Prince Michael - Horse Statue
 Prince Michael (Mihailo Obrenovic) ruled Serbia as a vassal subjected to the Ottoman Sultan. He strengthened the nation by supporting Serbian literature, and in the early 1880’s he reorganized the Serbian army into becoming the strongest army in the Balkan. To give his creation a try he revolted against the Turks, who withdrew into Kalemegdan and started bombing the town from within. Prince Michael felt forced to call off his armed revolt but continued his resistance on the diplomatic front. In 1867 the Turks pulled out of Belgrade, and some years later they surrendered all control of Serbia. That ended their 400 years occupation.

It also ended the brutalities with which the Turks would keep the Serbs subdued. One way of executing insurrectionaries was impaling them in front of the Stambol Gate.
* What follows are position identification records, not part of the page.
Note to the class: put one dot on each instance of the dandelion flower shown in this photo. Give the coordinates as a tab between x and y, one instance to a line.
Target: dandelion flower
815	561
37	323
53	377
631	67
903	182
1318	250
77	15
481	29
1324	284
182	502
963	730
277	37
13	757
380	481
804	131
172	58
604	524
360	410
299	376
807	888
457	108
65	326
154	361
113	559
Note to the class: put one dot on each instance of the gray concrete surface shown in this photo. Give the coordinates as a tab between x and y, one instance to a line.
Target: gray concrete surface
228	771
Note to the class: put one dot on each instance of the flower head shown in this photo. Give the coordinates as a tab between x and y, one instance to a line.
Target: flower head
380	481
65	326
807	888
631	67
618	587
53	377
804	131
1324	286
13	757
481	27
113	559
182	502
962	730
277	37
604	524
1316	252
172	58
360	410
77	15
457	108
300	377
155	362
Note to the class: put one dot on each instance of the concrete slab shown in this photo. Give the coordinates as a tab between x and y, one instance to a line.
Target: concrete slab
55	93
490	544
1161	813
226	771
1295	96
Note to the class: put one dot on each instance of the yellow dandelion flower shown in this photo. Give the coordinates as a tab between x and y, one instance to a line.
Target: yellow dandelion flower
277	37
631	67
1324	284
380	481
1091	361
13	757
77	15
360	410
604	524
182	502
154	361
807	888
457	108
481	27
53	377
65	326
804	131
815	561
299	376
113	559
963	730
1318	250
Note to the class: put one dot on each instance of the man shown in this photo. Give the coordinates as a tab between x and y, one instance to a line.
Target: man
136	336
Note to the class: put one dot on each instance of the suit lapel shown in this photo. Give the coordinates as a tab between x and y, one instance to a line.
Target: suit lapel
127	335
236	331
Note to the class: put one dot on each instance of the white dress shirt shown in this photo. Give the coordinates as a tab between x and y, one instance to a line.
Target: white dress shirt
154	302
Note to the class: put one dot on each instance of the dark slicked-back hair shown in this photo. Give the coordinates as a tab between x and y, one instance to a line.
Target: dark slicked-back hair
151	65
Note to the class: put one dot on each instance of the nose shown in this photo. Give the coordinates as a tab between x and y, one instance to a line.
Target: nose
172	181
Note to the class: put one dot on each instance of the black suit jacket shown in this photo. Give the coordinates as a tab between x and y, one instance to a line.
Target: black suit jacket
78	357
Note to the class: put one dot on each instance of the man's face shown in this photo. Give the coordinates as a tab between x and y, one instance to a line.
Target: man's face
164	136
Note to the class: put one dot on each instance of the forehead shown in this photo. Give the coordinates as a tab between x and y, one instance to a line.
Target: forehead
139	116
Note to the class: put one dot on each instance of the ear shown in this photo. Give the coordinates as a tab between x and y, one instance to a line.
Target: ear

When the Turks left, that gate was razed to the ground, leaving an open space in the city that would become Trg Republike. (An ‘inner’ Stambol gate can still be found at Kalemegdan). In 1882 the square was adorned with a monument to Prince Michael seated on a stallion. Perhaps he points at a liberated Serbia, perhaps he’s showing the Turks or any other invasion force the door, and perhaps he’s pointing merely to show that the going is compulsory; countries must evolve just like rivers must flow.


Horse Statue on Republic Square - Belgrade, Serbia
 Belgrade was bombed in 1914 by the Austro-Hungarians, by the Luftwaffe in 1941, by the Allies in 1944 and by the NATO in 1999.

Prince Michael never experienced the independence of Serbia. He was assassinated in 1868. But on Republic Square, Prince Michael will never stop pointing, and the Belgradians will never stop meeting.